I've only ever been to a therapist once, I just...I'm not sure it just doesn't seem real to me. Like they're only listening because I pay them to.
 
^There are therapists out there that do it to help you, not for the money, but they are hard to find. So go to as many as possible 'till you find someone you're comfortable with
 
I took DXM when I was 14-15 just before I started taking opioids. One might think hardly anyone would go from opioids to DXM, I myself simply stopped DXM because when I took codeine for the first time, I realized it was what I really needed like every day, DXM was okay once a week to go to a different place where I felt nice and paradoxically not feeling all alone. I'm not a person who likes to categorize people, however, observing only this forum those who tend to find their peace in dissociatives are more or less lacking in the same department and it is social life for some reason. I took opioids and benzodiazepines for years to eventually land on buprenorphine which is obviously not doing the same thing for me, and I guess I've always looked for something to slow down my mind, so I could finally not give a damn about certain stuff in social situations that most people never think about.

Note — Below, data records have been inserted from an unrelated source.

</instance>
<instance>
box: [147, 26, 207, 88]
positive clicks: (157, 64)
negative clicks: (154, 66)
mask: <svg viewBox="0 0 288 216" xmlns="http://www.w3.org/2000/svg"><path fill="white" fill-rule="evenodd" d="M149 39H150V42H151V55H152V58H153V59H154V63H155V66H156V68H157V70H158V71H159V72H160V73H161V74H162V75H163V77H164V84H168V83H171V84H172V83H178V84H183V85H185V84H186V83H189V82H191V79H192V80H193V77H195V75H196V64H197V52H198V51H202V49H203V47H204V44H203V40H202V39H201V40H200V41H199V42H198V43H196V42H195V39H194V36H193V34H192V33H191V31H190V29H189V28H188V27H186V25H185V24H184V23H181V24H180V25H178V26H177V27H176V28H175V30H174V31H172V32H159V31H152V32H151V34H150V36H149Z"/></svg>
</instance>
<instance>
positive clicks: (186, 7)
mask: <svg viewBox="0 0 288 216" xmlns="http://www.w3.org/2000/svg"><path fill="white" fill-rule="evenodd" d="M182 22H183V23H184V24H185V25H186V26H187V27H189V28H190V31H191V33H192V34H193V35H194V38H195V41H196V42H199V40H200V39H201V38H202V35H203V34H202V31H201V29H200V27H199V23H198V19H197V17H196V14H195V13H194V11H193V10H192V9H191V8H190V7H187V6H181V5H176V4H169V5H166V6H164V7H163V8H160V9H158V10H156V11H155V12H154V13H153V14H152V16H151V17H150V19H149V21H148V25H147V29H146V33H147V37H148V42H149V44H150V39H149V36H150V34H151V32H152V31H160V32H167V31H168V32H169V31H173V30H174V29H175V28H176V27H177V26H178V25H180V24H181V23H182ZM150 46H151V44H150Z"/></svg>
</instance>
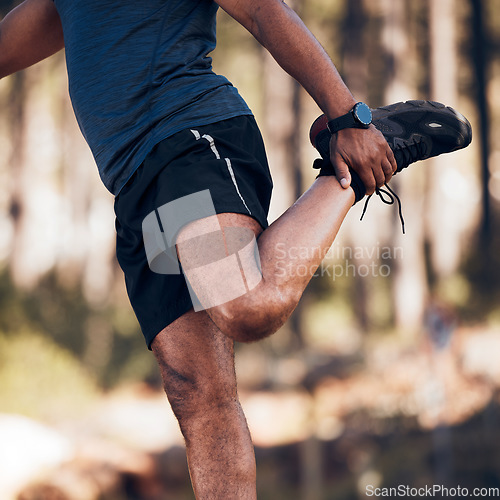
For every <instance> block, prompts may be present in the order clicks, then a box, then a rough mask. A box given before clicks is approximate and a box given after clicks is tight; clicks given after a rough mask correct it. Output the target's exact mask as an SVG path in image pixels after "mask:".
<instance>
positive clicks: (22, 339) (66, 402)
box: [0, 329, 97, 420]
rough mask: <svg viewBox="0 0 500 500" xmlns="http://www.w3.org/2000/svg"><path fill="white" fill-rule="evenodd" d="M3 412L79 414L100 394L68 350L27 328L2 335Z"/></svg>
mask: <svg viewBox="0 0 500 500" xmlns="http://www.w3.org/2000/svg"><path fill="white" fill-rule="evenodd" d="M0 380H1V383H0V411H1V412H8V413H21V414H24V415H28V416H31V417H37V418H43V419H50V420H53V419H58V418H63V417H65V416H66V417H68V416H76V415H78V414H79V413H80V412H81V411H82V409H83V408H85V406H86V404H88V403H89V402H91V401H92V399H93V398H94V397H95V396H96V395H97V386H96V383H95V381H94V380H93V378H92V377H91V376H90V375H89V374H88V373H87V372H86V371H85V369H84V368H83V366H82V365H81V363H80V362H79V361H78V359H77V358H76V357H75V356H74V355H73V354H71V353H70V352H69V351H68V350H66V349H64V348H62V347H61V346H59V345H57V344H56V343H55V342H54V341H53V340H51V339H49V338H47V336H45V335H43V334H40V333H38V332H33V331H28V330H26V329H23V330H19V331H18V332H12V333H10V334H8V335H7V334H5V333H1V334H0Z"/></svg>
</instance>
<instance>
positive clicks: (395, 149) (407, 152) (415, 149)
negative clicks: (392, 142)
mask: <svg viewBox="0 0 500 500" xmlns="http://www.w3.org/2000/svg"><path fill="white" fill-rule="evenodd" d="M426 146H427V145H426V143H425V142H424V141H423V138H422V137H418V138H416V139H414V140H413V142H412V143H407V144H405V145H401V144H397V145H396V147H395V148H394V156H396V160H398V157H397V155H398V153H400V157H399V159H400V160H401V164H400V165H399V167H398V172H401V170H403V168H406V167H407V166H408V165H410V164H411V163H414V162H416V161H418V160H421V159H422V158H423V157H425V154H426ZM398 163H399V162H398Z"/></svg>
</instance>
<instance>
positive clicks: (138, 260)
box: [115, 116, 272, 348]
mask: <svg viewBox="0 0 500 500" xmlns="http://www.w3.org/2000/svg"><path fill="white" fill-rule="evenodd" d="M206 190H208V193H209V195H210V198H211V200H212V201H213V209H214V210H215V213H225V212H232V213H240V214H246V215H249V216H251V217H253V218H255V219H256V220H257V221H258V222H259V223H260V225H261V226H262V227H263V228H266V227H267V225H268V222H267V215H268V210H269V202H270V198H271V191H272V181H271V175H270V172H269V167H268V163H267V158H266V153H265V149H264V144H263V141H262V137H261V135H260V132H259V129H258V127H257V124H256V123H255V120H254V118H253V117H252V116H238V117H236V118H231V119H228V120H223V121H220V122H217V123H214V124H211V125H206V126H201V127H193V128H192V129H187V130H183V131H181V132H178V133H177V134H175V135H173V136H171V137H169V138H167V139H165V140H164V141H162V142H160V143H159V144H158V145H157V146H156V147H155V148H154V149H153V151H152V152H151V153H150V154H149V155H148V157H147V158H146V160H145V161H144V162H143V164H142V165H141V166H140V167H139V168H138V169H137V171H136V172H135V173H134V175H133V176H132V178H131V179H130V180H129V181H128V182H127V184H126V185H125V186H124V188H123V189H122V190H121V191H120V193H119V194H118V196H117V197H116V199H115V214H116V232H117V241H116V254H117V258H118V262H119V264H120V266H121V268H122V269H123V272H124V273H125V283H126V286H127V292H128V296H129V298H130V302H131V304H132V307H133V309H134V312H135V314H136V316H137V319H138V321H139V324H140V326H141V329H142V333H143V334H144V337H145V339H146V343H147V346H148V348H150V346H151V342H152V341H153V339H154V338H155V336H156V335H157V334H158V333H159V332H160V331H161V330H163V329H164V328H165V327H166V326H168V325H169V324H170V323H172V322H173V321H174V320H176V319H177V318H179V317H180V316H182V315H183V314H185V313H186V312H187V311H188V310H190V309H191V308H192V307H193V304H192V301H191V298H190V295H189V291H188V288H187V285H186V280H185V278H184V275H183V274H182V272H180V273H175V272H172V273H158V272H154V271H152V270H151V268H150V264H149V263H148V255H146V248H145V242H144V241H145V240H144V234H143V229H144V226H143V223H144V220H145V218H146V217H147V216H148V215H150V214H152V213H155V214H156V216H158V213H159V210H158V209H161V207H164V206H176V204H177V203H178V202H177V200H181V201H182V200H190V199H191V198H189V195H196V196H197V193H200V192H204V193H207V191H206ZM186 196H187V197H188V198H185V197H186ZM170 202H176V203H175V204H173V205H166V204H168V203H170ZM193 210H194V209H193ZM189 211H190V207H189V205H188V206H186V205H184V212H189ZM194 212H196V210H194ZM198 215H199V214H198ZM207 215H209V214H207ZM180 219H183V220H185V214H181V217H180ZM190 220H194V217H193V218H191V219H190ZM162 223H163V224H165V220H164V219H163V220H161V219H158V224H159V227H160V230H161V231H163V232H165V233H167V232H168V229H169V228H167V227H165V228H164V227H161V225H162ZM174 225H175V221H174ZM178 229H180V227H178V228H175V230H178ZM173 248H174V256H175V258H176V255H175V246H174V247H173ZM151 267H153V266H151ZM174 267H175V266H174Z"/></svg>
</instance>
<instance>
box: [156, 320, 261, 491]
mask: <svg viewBox="0 0 500 500" xmlns="http://www.w3.org/2000/svg"><path fill="white" fill-rule="evenodd" d="M152 349H153V352H154V354H155V356H156V358H157V361H158V364H159V366H160V369H161V373H162V377H163V381H164V385H165V391H166V393H167V396H168V399H169V401H170V404H171V406H172V409H173V411H174V413H175V415H176V417H177V419H178V421H179V425H180V428H181V431H182V434H183V436H184V439H185V442H186V450H187V457H188V464H189V471H190V474H191V481H192V484H193V489H194V492H195V495H196V498H197V499H199V500H204V499H207V500H213V499H219V498H220V499H223V498H224V499H226V498H227V499H229V498H235V499H236V498H238V499H241V500H254V499H255V498H257V494H256V485H255V481H256V472H255V456H254V450H253V445H252V442H251V439H250V433H249V431H248V426H247V423H246V420H245V416H244V414H243V411H242V409H241V406H240V403H239V400H238V394H237V391H236V375H235V371H234V352H233V341H232V340H231V339H229V338H228V337H226V336H225V335H223V334H222V333H221V332H220V331H219V330H218V329H217V327H216V326H215V325H214V324H213V322H212V321H211V320H210V318H209V317H208V316H207V314H206V313H205V312H203V311H202V312H198V313H195V312H194V311H191V312H188V313H186V314H185V315H184V316H182V317H181V318H179V319H178V320H177V321H175V322H174V323H172V324H171V325H169V326H168V327H167V328H165V329H164V330H163V331H162V332H161V333H160V334H159V335H158V336H157V337H156V339H155V340H154V342H153V344H152Z"/></svg>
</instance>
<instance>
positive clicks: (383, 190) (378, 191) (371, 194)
mask: <svg viewBox="0 0 500 500" xmlns="http://www.w3.org/2000/svg"><path fill="white" fill-rule="evenodd" d="M385 187H386V188H387V189H384V188H377V189H375V193H373V194H376V195H377V196H378V197H379V198H380V199H381V200H382V203H385V204H386V205H394V203H395V202H396V201H397V202H398V213H399V220H400V221H401V229H402V231H403V234H405V220H404V219H403V209H402V207H401V200H400V198H399V196H398V195H397V194H396V193H395V192H394V191H393V190H392V189H391V188H390V187H389V185H388V184H387V183H385ZM373 194H370V195H369V196H368V197H367V198H366V201H365V205H364V207H363V213H362V214H361V217H360V219H359V220H363V217H364V216H365V213H366V209H367V208H368V202H369V201H370V198H371V197H372V196H373ZM384 196H385V198H384Z"/></svg>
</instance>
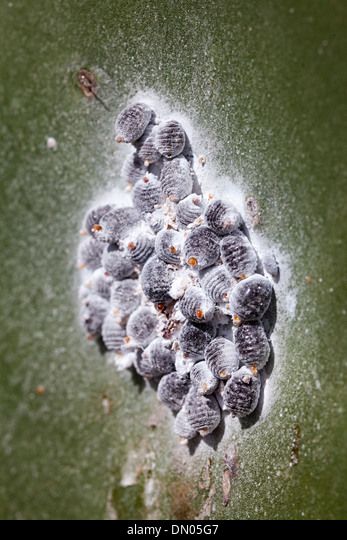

Not sure what this is in medical terms, perhaps some form of obsessive-compulsive illness though it certainly feels much different, perhaps it's BPD though what it actually is itself is hard to say as well, I do have most of the symptoms, however, I no longer indulge myself in any relationships at all as I basically show very little expression when I'm among people and I stopped taking initiative even when someone shows interest in me, I just don't as it has cost me my sanity quite a few times.